Yesterday, President Obama gave a speech at Georgetown University on the issue of climate change. The biggest news to come from that speech is his directive to the EPA to limit carbon pollution from both existing and new power plants through federal regulations. There are, of course, different opinions about whether this speech and the President’s intentions are a significant step forward, or not. Many are extremely disappointed by his continued ambivalence about the Keystone pipeline, and Americans throughout the country are taking action this summer in support of more radical steps than those outlined in the President’s speech.
I find it interesting that this speech came just days after a detailed article in Rolling Stone magazine declared the inevitable disappearance of Miami by the end of the century. This article caught my attention because, in this year of 2013 and given increases in life expectancy, is it possible that some people alive today could actually experience the disappearance of Miami? Is it possible that some of the college students here could experience it in their lifetimes? Other parts of the world are already experiencing the disappearance of inhabited lands, but an article about the disappearance of Miami hits much closer to home for most Americans – perhaps we have vacationed there, or know someone who lives there or has lived there.

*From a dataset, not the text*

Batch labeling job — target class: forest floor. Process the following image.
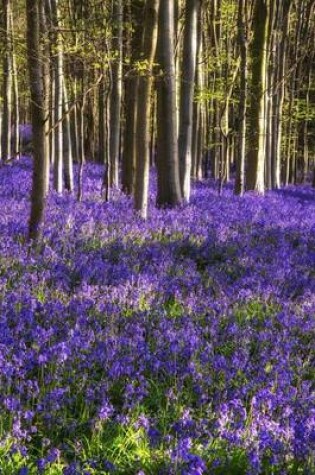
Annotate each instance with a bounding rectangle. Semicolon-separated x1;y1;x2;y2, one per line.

Perhaps it is the sheer size and abundance of such a prosperous and modern city that makes the potential of loosing it seem so momentous. Climate change is a huge and multi-faceted issue. It is difficult for me to even think about it without thinking about all of the issues related to social justice and international relations that are inevitably intertwined; add to this the scale and complexity and the potential that it is simply too late to avert, and the whole thing can become quite overwhelming.
For me, the most important part of President Obama’s speech is hidden in two simple sentences; he said: “Don’t tell folks that we have to choose between the health of our children or the health of our economy. The old rules may say we can’t protect our environment and promote economic growth at the same time, but in America, we’ve always used new technologies — we’ve used science; we’ve used research and development and discovery to make the old rules obsolete.” If the “old rules” suggesting that environmental well-being and economic well-being are inevitably contradictory are truly made obsolete, what kind of innovations and decisions and policies could we pursue? Throwing out these old rules seems like the most significant way to pursue sustainability in this country, opening doors to more consequential change in energy usage, certainly, but also in other fundamental ways that could shift both practice and perspective for the sake of the planet, and ourselves.